La deuxième phase de consultations, qui a notamment compté des ateliers sur le travail autonome, le travail saisonnier et le financement de l’assurance-emploi, a pris fin le 29 juillet dernier et le rapport est attendu à l’automne, précise le bureau de la ministre.  

«À l’heure actuelle, le gouvernement analyse la rétroaction recueillie lors des deux phases de consultation visant à élaborer et à mettre de l’avant une solution pour la modernisation du régime de l’assurance-emploi qui soit éclairée par les importants commentaires des intervenants, et des travailleurs et employeurs canadiens. Le gouvernement devrait annoncer les détails de ce plan dans les prochains mois», ajoute le bureau. 

Prestations de maladie 
Le budget 2022 du gouvernement Trudeau prévoyait d’augmenter la durée des prestations de maladie de l’assurance-emploi de 15 à 26 semaines à compter de l’été 2022. Le budget 2021 l’annonçait également. Il promettait 3 milliards $ sur cinq ans pour «pour faire passer de 15 à 26 semaines la période de prestations de maladie», une «prolongation, qui prendrait effet à l’été 2022 (et qui) procurerait chaque année à environ 169 000 Canadiens plus de temps et de souplesse pour se rétablir et retourner au travail». 

Or, les organisations de défense des droits des chômeurs déplorent que rien n’ait été fait. 

«Non seulement il n’y a rien, mais les fonctionnaires n’ont reçu aucune indication», souligne M. Céré.  

«Toutes les compagnies d’assurance ont remodelé leur protection d’assurance salaire courte et longue durée en fonction des changements à venir. Et il n’y a rien», ajoute-t-il.  

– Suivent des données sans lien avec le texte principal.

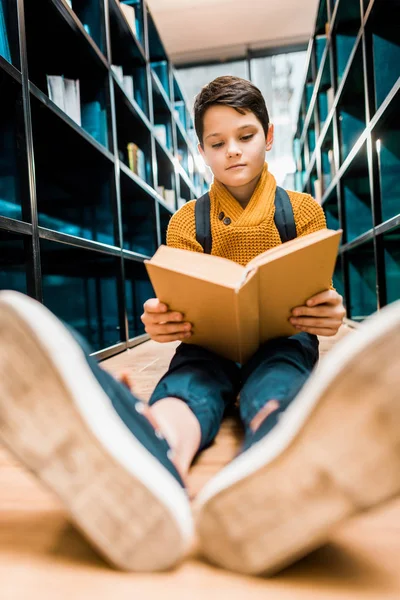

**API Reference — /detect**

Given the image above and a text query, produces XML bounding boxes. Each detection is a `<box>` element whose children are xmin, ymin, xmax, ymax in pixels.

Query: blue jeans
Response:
<box><xmin>149</xmin><ymin>332</ymin><xmax>319</xmax><ymax>451</ymax></box>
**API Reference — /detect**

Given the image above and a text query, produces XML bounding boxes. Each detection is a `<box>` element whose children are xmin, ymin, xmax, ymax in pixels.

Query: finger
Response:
<box><xmin>293</xmin><ymin>325</ymin><xmax>338</xmax><ymax>336</ymax></box>
<box><xmin>291</xmin><ymin>306</ymin><xmax>343</xmax><ymax>318</ymax></box>
<box><xmin>143</xmin><ymin>298</ymin><xmax>168</xmax><ymax>313</ymax></box>
<box><xmin>305</xmin><ymin>290</ymin><xmax>341</xmax><ymax>307</ymax></box>
<box><xmin>153</xmin><ymin>332</ymin><xmax>192</xmax><ymax>343</ymax></box>
<box><xmin>141</xmin><ymin>310</ymin><xmax>184</xmax><ymax>325</ymax></box>
<box><xmin>146</xmin><ymin>322</ymin><xmax>192</xmax><ymax>336</ymax></box>
<box><xmin>290</xmin><ymin>317</ymin><xmax>342</xmax><ymax>329</ymax></box>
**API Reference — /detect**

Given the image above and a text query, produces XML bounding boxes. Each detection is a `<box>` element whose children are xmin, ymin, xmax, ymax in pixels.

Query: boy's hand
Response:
<box><xmin>289</xmin><ymin>290</ymin><xmax>346</xmax><ymax>337</ymax></box>
<box><xmin>141</xmin><ymin>298</ymin><xmax>192</xmax><ymax>343</ymax></box>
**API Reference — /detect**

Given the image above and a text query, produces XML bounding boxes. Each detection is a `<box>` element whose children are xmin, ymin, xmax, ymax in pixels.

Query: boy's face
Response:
<box><xmin>198</xmin><ymin>105</ymin><xmax>274</xmax><ymax>188</ymax></box>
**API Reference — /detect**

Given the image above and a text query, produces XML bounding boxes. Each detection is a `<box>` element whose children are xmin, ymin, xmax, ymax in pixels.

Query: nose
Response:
<box><xmin>226</xmin><ymin>139</ymin><xmax>242</xmax><ymax>157</ymax></box>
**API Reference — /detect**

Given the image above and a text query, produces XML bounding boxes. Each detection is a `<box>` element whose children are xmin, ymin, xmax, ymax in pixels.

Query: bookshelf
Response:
<box><xmin>294</xmin><ymin>0</ymin><xmax>400</xmax><ymax>321</ymax></box>
<box><xmin>0</xmin><ymin>0</ymin><xmax>207</xmax><ymax>358</ymax></box>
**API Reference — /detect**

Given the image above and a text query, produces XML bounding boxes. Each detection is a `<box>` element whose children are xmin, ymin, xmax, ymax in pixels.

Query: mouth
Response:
<box><xmin>226</xmin><ymin>164</ymin><xmax>246</xmax><ymax>170</ymax></box>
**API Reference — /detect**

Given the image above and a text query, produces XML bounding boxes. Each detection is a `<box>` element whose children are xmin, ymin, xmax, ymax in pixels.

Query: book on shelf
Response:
<box><xmin>111</xmin><ymin>64</ymin><xmax>124</xmax><ymax>84</ymax></box>
<box><xmin>122</xmin><ymin>75</ymin><xmax>134</xmax><ymax>101</ymax></box>
<box><xmin>119</xmin><ymin>2</ymin><xmax>137</xmax><ymax>37</ymax></box>
<box><xmin>81</xmin><ymin>100</ymin><xmax>107</xmax><ymax>146</ymax></box>
<box><xmin>46</xmin><ymin>75</ymin><xmax>81</xmax><ymax>126</ymax></box>
<box><xmin>0</xmin><ymin>0</ymin><xmax>11</xmax><ymax>63</ymax></box>
<box><xmin>313</xmin><ymin>179</ymin><xmax>322</xmax><ymax>205</ymax></box>
<box><xmin>164</xmin><ymin>189</ymin><xmax>176</xmax><ymax>211</ymax></box>
<box><xmin>145</xmin><ymin>229</ymin><xmax>342</xmax><ymax>364</ymax></box>
<box><xmin>127</xmin><ymin>143</ymin><xmax>146</xmax><ymax>180</ymax></box>
<box><xmin>154</xmin><ymin>124</ymin><xmax>168</xmax><ymax>147</ymax></box>
<box><xmin>327</xmin><ymin>87</ymin><xmax>335</xmax><ymax>112</ymax></box>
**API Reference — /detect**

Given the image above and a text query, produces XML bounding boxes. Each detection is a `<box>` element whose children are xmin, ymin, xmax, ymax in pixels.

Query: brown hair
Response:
<box><xmin>194</xmin><ymin>75</ymin><xmax>270</xmax><ymax>147</ymax></box>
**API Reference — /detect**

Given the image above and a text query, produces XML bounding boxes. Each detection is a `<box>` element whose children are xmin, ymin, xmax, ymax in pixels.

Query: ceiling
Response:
<box><xmin>146</xmin><ymin>0</ymin><xmax>320</xmax><ymax>66</ymax></box>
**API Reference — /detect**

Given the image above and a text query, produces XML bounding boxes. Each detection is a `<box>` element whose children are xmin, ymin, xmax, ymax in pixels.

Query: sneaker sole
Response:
<box><xmin>0</xmin><ymin>291</ymin><xmax>193</xmax><ymax>572</ymax></box>
<box><xmin>195</xmin><ymin>300</ymin><xmax>400</xmax><ymax>575</ymax></box>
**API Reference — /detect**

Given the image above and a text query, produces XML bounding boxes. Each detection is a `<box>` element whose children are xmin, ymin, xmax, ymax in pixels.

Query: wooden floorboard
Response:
<box><xmin>2</xmin><ymin>325</ymin><xmax>400</xmax><ymax>599</ymax></box>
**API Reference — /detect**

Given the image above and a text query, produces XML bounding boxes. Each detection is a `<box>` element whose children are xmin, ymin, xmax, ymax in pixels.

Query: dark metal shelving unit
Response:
<box><xmin>0</xmin><ymin>0</ymin><xmax>206</xmax><ymax>359</ymax></box>
<box><xmin>294</xmin><ymin>0</ymin><xmax>400</xmax><ymax>321</ymax></box>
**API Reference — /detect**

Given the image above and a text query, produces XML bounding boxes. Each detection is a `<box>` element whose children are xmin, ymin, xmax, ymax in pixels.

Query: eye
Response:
<box><xmin>212</xmin><ymin>142</ymin><xmax>223</xmax><ymax>149</ymax></box>
<box><xmin>241</xmin><ymin>134</ymin><xmax>253</xmax><ymax>141</ymax></box>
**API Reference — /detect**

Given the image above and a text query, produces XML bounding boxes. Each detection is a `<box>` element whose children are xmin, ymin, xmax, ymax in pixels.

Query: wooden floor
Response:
<box><xmin>3</xmin><ymin>325</ymin><xmax>400</xmax><ymax>599</ymax></box>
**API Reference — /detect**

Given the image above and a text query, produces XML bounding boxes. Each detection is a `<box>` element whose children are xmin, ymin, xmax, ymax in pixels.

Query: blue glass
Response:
<box><xmin>348</xmin><ymin>241</ymin><xmax>377</xmax><ymax>319</ymax></box>
<box><xmin>124</xmin><ymin>259</ymin><xmax>153</xmax><ymax>339</ymax></box>
<box><xmin>379</xmin><ymin>130</ymin><xmax>400</xmax><ymax>223</ymax></box>
<box><xmin>383</xmin><ymin>229</ymin><xmax>400</xmax><ymax>304</ymax></box>
<box><xmin>373</xmin><ymin>33</ymin><xmax>400</xmax><ymax>109</ymax></box>
<box><xmin>0</xmin><ymin>231</ymin><xmax>28</xmax><ymax>293</ymax></box>
<box><xmin>336</xmin><ymin>34</ymin><xmax>357</xmax><ymax>84</ymax></box>
<box><xmin>40</xmin><ymin>240</ymin><xmax>121</xmax><ymax>351</ymax></box>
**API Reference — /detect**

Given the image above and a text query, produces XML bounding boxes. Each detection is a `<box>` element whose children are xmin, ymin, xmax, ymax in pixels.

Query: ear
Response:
<box><xmin>266</xmin><ymin>124</ymin><xmax>274</xmax><ymax>152</ymax></box>
<box><xmin>198</xmin><ymin>143</ymin><xmax>209</xmax><ymax>166</ymax></box>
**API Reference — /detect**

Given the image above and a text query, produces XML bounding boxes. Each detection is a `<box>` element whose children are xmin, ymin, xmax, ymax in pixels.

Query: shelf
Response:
<box><xmin>124</xmin><ymin>257</ymin><xmax>153</xmax><ymax>339</ymax></box>
<box><xmin>0</xmin><ymin>0</ymin><xmax>209</xmax><ymax>357</ymax></box>
<box><xmin>365</xmin><ymin>0</ymin><xmax>400</xmax><ymax>114</ymax></box>
<box><xmin>332</xmin><ymin>0</ymin><xmax>362</xmax><ymax>87</ymax></box>
<box><xmin>109</xmin><ymin>0</ymin><xmax>145</xmax><ymax>57</ymax></box>
<box><xmin>341</xmin><ymin>141</ymin><xmax>373</xmax><ymax>243</ymax></box>
<box><xmin>24</xmin><ymin>0</ymin><xmax>110</xmax><ymax>148</ymax></box>
<box><xmin>114</xmin><ymin>84</ymin><xmax>153</xmax><ymax>184</ymax></box>
<box><xmin>374</xmin><ymin>105</ymin><xmax>400</xmax><ymax>223</ymax></box>
<box><xmin>347</xmin><ymin>239</ymin><xmax>377</xmax><ymax>319</ymax></box>
<box><xmin>0</xmin><ymin>73</ymin><xmax>26</xmax><ymax>223</ymax></box>
<box><xmin>382</xmin><ymin>226</ymin><xmax>400</xmax><ymax>304</ymax></box>
<box><xmin>30</xmin><ymin>92</ymin><xmax>117</xmax><ymax>245</ymax></box>
<box><xmin>337</xmin><ymin>45</ymin><xmax>366</xmax><ymax>164</ymax></box>
<box><xmin>0</xmin><ymin>228</ymin><xmax>29</xmax><ymax>294</ymax></box>
<box><xmin>109</xmin><ymin>0</ymin><xmax>149</xmax><ymax>117</ymax></box>
<box><xmin>63</xmin><ymin>0</ymin><xmax>107</xmax><ymax>55</ymax></box>
<box><xmin>157</xmin><ymin>201</ymin><xmax>172</xmax><ymax>246</ymax></box>
<box><xmin>120</xmin><ymin>166</ymin><xmax>157</xmax><ymax>256</ymax></box>
<box><xmin>40</xmin><ymin>237</ymin><xmax>122</xmax><ymax>351</ymax></box>
<box><xmin>0</xmin><ymin>0</ymin><xmax>20</xmax><ymax>69</ymax></box>
<box><xmin>320</xmin><ymin>120</ymin><xmax>336</xmax><ymax>191</ymax></box>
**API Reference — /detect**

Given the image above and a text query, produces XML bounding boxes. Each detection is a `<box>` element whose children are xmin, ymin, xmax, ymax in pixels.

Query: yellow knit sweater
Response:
<box><xmin>167</xmin><ymin>163</ymin><xmax>327</xmax><ymax>266</ymax></box>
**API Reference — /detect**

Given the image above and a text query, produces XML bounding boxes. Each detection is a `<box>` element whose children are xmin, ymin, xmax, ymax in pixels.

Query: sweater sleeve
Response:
<box><xmin>166</xmin><ymin>200</ymin><xmax>204</xmax><ymax>253</ymax></box>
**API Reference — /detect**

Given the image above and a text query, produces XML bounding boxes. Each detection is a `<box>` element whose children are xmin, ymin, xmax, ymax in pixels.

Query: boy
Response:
<box><xmin>1</xmin><ymin>77</ymin><xmax>400</xmax><ymax>575</ymax></box>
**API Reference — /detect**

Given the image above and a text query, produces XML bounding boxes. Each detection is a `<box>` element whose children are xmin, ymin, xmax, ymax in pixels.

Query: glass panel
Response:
<box><xmin>40</xmin><ymin>240</ymin><xmax>121</xmax><ymax>351</ymax></box>
<box><xmin>347</xmin><ymin>240</ymin><xmax>377</xmax><ymax>320</ymax></box>
<box><xmin>0</xmin><ymin>0</ymin><xmax>20</xmax><ymax>69</ymax></box>
<box><xmin>124</xmin><ymin>258</ymin><xmax>154</xmax><ymax>339</ymax></box>
<box><xmin>0</xmin><ymin>230</ymin><xmax>28</xmax><ymax>293</ymax></box>
<box><xmin>383</xmin><ymin>228</ymin><xmax>400</xmax><ymax>304</ymax></box>
<box><xmin>342</xmin><ymin>142</ymin><xmax>372</xmax><ymax>242</ymax></box>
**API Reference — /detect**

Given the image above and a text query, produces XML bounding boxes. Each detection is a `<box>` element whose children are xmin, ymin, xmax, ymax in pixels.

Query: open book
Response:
<box><xmin>145</xmin><ymin>229</ymin><xmax>342</xmax><ymax>364</ymax></box>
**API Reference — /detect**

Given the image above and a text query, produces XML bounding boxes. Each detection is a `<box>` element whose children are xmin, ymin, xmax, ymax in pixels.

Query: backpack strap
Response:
<box><xmin>195</xmin><ymin>186</ymin><xmax>297</xmax><ymax>253</ymax></box>
<box><xmin>274</xmin><ymin>186</ymin><xmax>297</xmax><ymax>243</ymax></box>
<box><xmin>195</xmin><ymin>192</ymin><xmax>212</xmax><ymax>254</ymax></box>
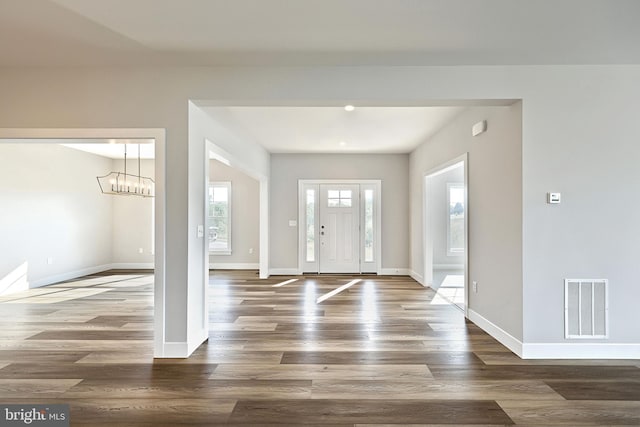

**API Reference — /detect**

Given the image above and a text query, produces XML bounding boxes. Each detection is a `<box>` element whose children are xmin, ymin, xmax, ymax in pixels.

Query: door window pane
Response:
<box><xmin>328</xmin><ymin>189</ymin><xmax>352</xmax><ymax>208</ymax></box>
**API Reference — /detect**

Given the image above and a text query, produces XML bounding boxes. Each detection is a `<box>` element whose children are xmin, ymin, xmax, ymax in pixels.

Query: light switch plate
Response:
<box><xmin>289</xmin><ymin>220</ymin><xmax>297</xmax><ymax>227</ymax></box>
<box><xmin>197</xmin><ymin>225</ymin><xmax>204</xmax><ymax>237</ymax></box>
<box><xmin>547</xmin><ymin>192</ymin><xmax>561</xmax><ymax>204</ymax></box>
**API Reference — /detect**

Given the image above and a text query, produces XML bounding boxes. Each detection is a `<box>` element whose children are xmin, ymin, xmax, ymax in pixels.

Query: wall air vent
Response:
<box><xmin>564</xmin><ymin>279</ymin><xmax>608</xmax><ymax>339</ymax></box>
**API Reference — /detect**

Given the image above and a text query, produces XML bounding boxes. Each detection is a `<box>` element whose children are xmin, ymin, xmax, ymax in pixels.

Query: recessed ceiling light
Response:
<box><xmin>344</xmin><ymin>105</ymin><xmax>355</xmax><ymax>112</ymax></box>
<box><xmin>339</xmin><ymin>141</ymin><xmax>347</xmax><ymax>146</ymax></box>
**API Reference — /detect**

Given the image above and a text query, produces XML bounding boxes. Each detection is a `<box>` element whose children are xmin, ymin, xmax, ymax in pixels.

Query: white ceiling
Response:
<box><xmin>62</xmin><ymin>141</ymin><xmax>155</xmax><ymax>159</ymax></box>
<box><xmin>0</xmin><ymin>139</ymin><xmax>154</xmax><ymax>160</ymax></box>
<box><xmin>204</xmin><ymin>106</ymin><xmax>465</xmax><ymax>153</ymax></box>
<box><xmin>2</xmin><ymin>1</ymin><xmax>636</xmax><ymax>154</ymax></box>
<box><xmin>0</xmin><ymin>139</ymin><xmax>155</xmax><ymax>158</ymax></box>
<box><xmin>0</xmin><ymin>0</ymin><xmax>638</xmax><ymax>66</ymax></box>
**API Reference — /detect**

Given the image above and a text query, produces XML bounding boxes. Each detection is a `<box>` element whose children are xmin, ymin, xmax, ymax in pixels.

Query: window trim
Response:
<box><xmin>209</xmin><ymin>181</ymin><xmax>232</xmax><ymax>255</ymax></box>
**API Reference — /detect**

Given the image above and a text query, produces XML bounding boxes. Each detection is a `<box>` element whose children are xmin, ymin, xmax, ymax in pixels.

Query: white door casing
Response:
<box><xmin>298</xmin><ymin>180</ymin><xmax>381</xmax><ymax>275</ymax></box>
<box><xmin>423</xmin><ymin>153</ymin><xmax>469</xmax><ymax>317</ymax></box>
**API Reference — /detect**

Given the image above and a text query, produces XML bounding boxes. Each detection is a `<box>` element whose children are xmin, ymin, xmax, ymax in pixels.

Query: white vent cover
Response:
<box><xmin>564</xmin><ymin>279</ymin><xmax>608</xmax><ymax>339</ymax></box>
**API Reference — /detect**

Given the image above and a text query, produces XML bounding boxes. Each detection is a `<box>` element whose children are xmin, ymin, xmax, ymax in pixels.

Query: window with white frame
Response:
<box><xmin>447</xmin><ymin>183</ymin><xmax>465</xmax><ymax>256</ymax></box>
<box><xmin>208</xmin><ymin>181</ymin><xmax>231</xmax><ymax>254</ymax></box>
<box><xmin>363</xmin><ymin>189</ymin><xmax>374</xmax><ymax>262</ymax></box>
<box><xmin>305</xmin><ymin>188</ymin><xmax>316</xmax><ymax>262</ymax></box>
<box><xmin>327</xmin><ymin>190</ymin><xmax>352</xmax><ymax>207</ymax></box>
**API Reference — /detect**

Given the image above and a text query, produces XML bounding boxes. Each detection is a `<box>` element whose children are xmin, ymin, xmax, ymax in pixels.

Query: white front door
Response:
<box><xmin>319</xmin><ymin>184</ymin><xmax>360</xmax><ymax>273</ymax></box>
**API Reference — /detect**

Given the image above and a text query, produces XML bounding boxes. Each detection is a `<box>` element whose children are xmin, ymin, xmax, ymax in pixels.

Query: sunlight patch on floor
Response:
<box><xmin>431</xmin><ymin>274</ymin><xmax>465</xmax><ymax>310</ymax></box>
<box><xmin>316</xmin><ymin>279</ymin><xmax>361</xmax><ymax>303</ymax></box>
<box><xmin>4</xmin><ymin>287</ymin><xmax>111</xmax><ymax>304</ymax></box>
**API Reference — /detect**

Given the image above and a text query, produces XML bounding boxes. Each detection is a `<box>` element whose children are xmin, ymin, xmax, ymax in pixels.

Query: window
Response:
<box><xmin>447</xmin><ymin>183</ymin><xmax>464</xmax><ymax>255</ymax></box>
<box><xmin>327</xmin><ymin>190</ymin><xmax>352</xmax><ymax>207</ymax></box>
<box><xmin>306</xmin><ymin>188</ymin><xmax>315</xmax><ymax>262</ymax></box>
<box><xmin>364</xmin><ymin>189</ymin><xmax>374</xmax><ymax>262</ymax></box>
<box><xmin>209</xmin><ymin>182</ymin><xmax>231</xmax><ymax>254</ymax></box>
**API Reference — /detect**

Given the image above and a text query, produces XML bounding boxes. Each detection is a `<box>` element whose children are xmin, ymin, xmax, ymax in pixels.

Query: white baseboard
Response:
<box><xmin>468</xmin><ymin>309</ymin><xmax>640</xmax><ymax>359</ymax></box>
<box><xmin>409</xmin><ymin>270</ymin><xmax>425</xmax><ymax>286</ymax></box>
<box><xmin>157</xmin><ymin>341</ymin><xmax>189</xmax><ymax>358</ymax></box>
<box><xmin>468</xmin><ymin>309</ymin><xmax>523</xmax><ymax>357</ymax></box>
<box><xmin>522</xmin><ymin>343</ymin><xmax>640</xmax><ymax>359</ymax></box>
<box><xmin>211</xmin><ymin>263</ymin><xmax>259</xmax><ymax>270</ymax></box>
<box><xmin>269</xmin><ymin>268</ymin><xmax>301</xmax><ymax>275</ymax></box>
<box><xmin>270</xmin><ymin>268</ymin><xmax>412</xmax><ymax>276</ymax></box>
<box><xmin>30</xmin><ymin>264</ymin><xmax>114</xmax><ymax>288</ymax></box>
<box><xmin>110</xmin><ymin>263</ymin><xmax>154</xmax><ymax>270</ymax></box>
<box><xmin>379</xmin><ymin>268</ymin><xmax>410</xmax><ymax>276</ymax></box>
<box><xmin>433</xmin><ymin>263</ymin><xmax>465</xmax><ymax>270</ymax></box>
<box><xmin>155</xmin><ymin>331</ymin><xmax>208</xmax><ymax>359</ymax></box>
<box><xmin>29</xmin><ymin>263</ymin><xmax>154</xmax><ymax>289</ymax></box>
<box><xmin>189</xmin><ymin>329</ymin><xmax>209</xmax><ymax>355</ymax></box>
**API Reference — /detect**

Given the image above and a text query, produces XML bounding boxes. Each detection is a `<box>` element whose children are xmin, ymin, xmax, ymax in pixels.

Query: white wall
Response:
<box><xmin>189</xmin><ymin>101</ymin><xmax>270</xmax><ymax>354</ymax></box>
<box><xmin>209</xmin><ymin>159</ymin><xmax>259</xmax><ymax>267</ymax></box>
<box><xmin>0</xmin><ymin>145</ymin><xmax>156</xmax><ymax>295</ymax></box>
<box><xmin>411</xmin><ymin>104</ymin><xmax>523</xmax><ymax>341</ymax></box>
<box><xmin>430</xmin><ymin>166</ymin><xmax>464</xmax><ymax>267</ymax></box>
<box><xmin>2</xmin><ymin>65</ymin><xmax>639</xmax><ymax>357</ymax></box>
<box><xmin>111</xmin><ymin>158</ymin><xmax>155</xmax><ymax>266</ymax></box>
<box><xmin>0</xmin><ymin>144</ymin><xmax>113</xmax><ymax>291</ymax></box>
<box><xmin>520</xmin><ymin>68</ymin><xmax>640</xmax><ymax>348</ymax></box>
<box><xmin>270</xmin><ymin>153</ymin><xmax>409</xmax><ymax>271</ymax></box>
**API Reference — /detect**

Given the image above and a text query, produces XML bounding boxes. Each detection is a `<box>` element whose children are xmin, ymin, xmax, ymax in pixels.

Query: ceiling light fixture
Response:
<box><xmin>344</xmin><ymin>105</ymin><xmax>355</xmax><ymax>112</ymax></box>
<box><xmin>97</xmin><ymin>144</ymin><xmax>154</xmax><ymax>197</ymax></box>
<box><xmin>339</xmin><ymin>141</ymin><xmax>347</xmax><ymax>146</ymax></box>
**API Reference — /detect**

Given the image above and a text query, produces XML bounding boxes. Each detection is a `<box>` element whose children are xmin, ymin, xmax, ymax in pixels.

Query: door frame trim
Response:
<box><xmin>423</xmin><ymin>153</ymin><xmax>469</xmax><ymax>318</ymax></box>
<box><xmin>297</xmin><ymin>179</ymin><xmax>382</xmax><ymax>275</ymax></box>
<box><xmin>0</xmin><ymin>127</ymin><xmax>167</xmax><ymax>357</ymax></box>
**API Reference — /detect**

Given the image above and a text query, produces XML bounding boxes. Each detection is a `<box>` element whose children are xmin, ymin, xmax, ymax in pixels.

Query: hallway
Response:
<box><xmin>0</xmin><ymin>271</ymin><xmax>638</xmax><ymax>425</ymax></box>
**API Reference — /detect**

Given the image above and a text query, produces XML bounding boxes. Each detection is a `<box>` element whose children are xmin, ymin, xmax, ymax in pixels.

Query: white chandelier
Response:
<box><xmin>96</xmin><ymin>144</ymin><xmax>154</xmax><ymax>197</ymax></box>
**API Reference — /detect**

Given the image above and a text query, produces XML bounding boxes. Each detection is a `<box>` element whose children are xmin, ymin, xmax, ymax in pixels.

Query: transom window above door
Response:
<box><xmin>327</xmin><ymin>190</ymin><xmax>352</xmax><ymax>207</ymax></box>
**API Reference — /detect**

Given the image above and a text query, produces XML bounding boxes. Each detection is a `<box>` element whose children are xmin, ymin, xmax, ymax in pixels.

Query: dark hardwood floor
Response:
<box><xmin>0</xmin><ymin>270</ymin><xmax>639</xmax><ymax>426</ymax></box>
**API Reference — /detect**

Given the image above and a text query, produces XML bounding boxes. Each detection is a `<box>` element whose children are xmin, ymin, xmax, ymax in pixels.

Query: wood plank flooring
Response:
<box><xmin>0</xmin><ymin>270</ymin><xmax>639</xmax><ymax>426</ymax></box>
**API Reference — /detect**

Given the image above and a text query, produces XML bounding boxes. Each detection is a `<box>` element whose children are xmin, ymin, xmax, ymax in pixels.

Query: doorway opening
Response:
<box><xmin>298</xmin><ymin>179</ymin><xmax>381</xmax><ymax>274</ymax></box>
<box><xmin>0</xmin><ymin>128</ymin><xmax>166</xmax><ymax>356</ymax></box>
<box><xmin>207</xmin><ymin>159</ymin><xmax>260</xmax><ymax>269</ymax></box>
<box><xmin>424</xmin><ymin>154</ymin><xmax>468</xmax><ymax>313</ymax></box>
<box><xmin>205</xmin><ymin>139</ymin><xmax>269</xmax><ymax>279</ymax></box>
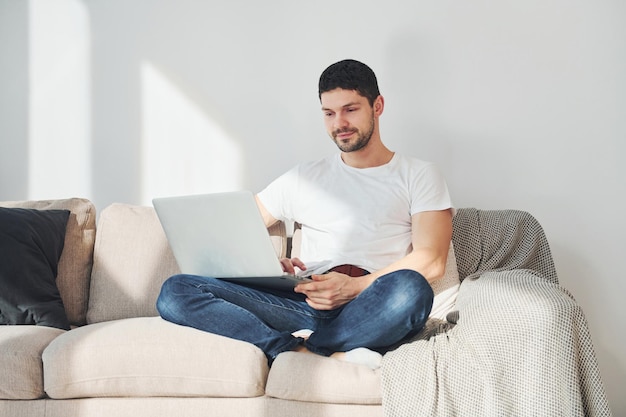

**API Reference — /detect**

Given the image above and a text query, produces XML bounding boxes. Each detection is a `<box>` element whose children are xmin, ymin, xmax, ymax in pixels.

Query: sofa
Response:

Le bureau de la ministre Qualtrough indique que «la prolongation des prestations de maladie de l’assurance-emploi de 15 à 26 semaines sera mise en œuvre plus tard cette année». 

Délais  
Le CNC dénonce les délais administratifs inacceptables que Service Canada impose à des milliers de prestataires.  

«La machine est engluée dans une mélasse où les délais administratifs sont devenus inhumains, constate M. Céré. Cela fait 40 ans que je suis dans ces milieux-là (…), ce qu’on vit depuis le début de cette année, c’est du jamais vu. Des gens qui attendent quatre, cinq, six, sept mois avant de recevoir des prestations de chômage, parfois des prestations de maladie.»  

Il assure pourtant qu’il ne s’agit pas d’un manque de personnel, comme lui a confirmé le syndicat des employés du gouvernement.  

«Alors qu’est-ce qu’il se passe dans cette machine pour que tout soit chaotique? questionne-t-il. C’est ça qu’on porte et c’est pour ça qu’on a décidé de marcher. Probablement qu’on a besoin de temps pour décolérer un peu.» 

La marche se met en branle mercredi à 8h devant les locaux du Comité Chômage de Montréal, situés au pied du mont Royal. Si certains vont marcher au complet les 200 km nécessaires pour rejoindre la capitale fédérale, des sympathisants ont prévu de se joindre chaque jour au parcours. 

À leur arrivée à Ottawa, le 22 septembre, les militants tiendront un point de presse au Parlement accompagnés d’organisations syndicales, de représentants des Premières Nations et de partis politiques, dont le NPD et le Bloc québécois. Ils souhaitent aussi rencontrer le premier ministre Justin Trudeau.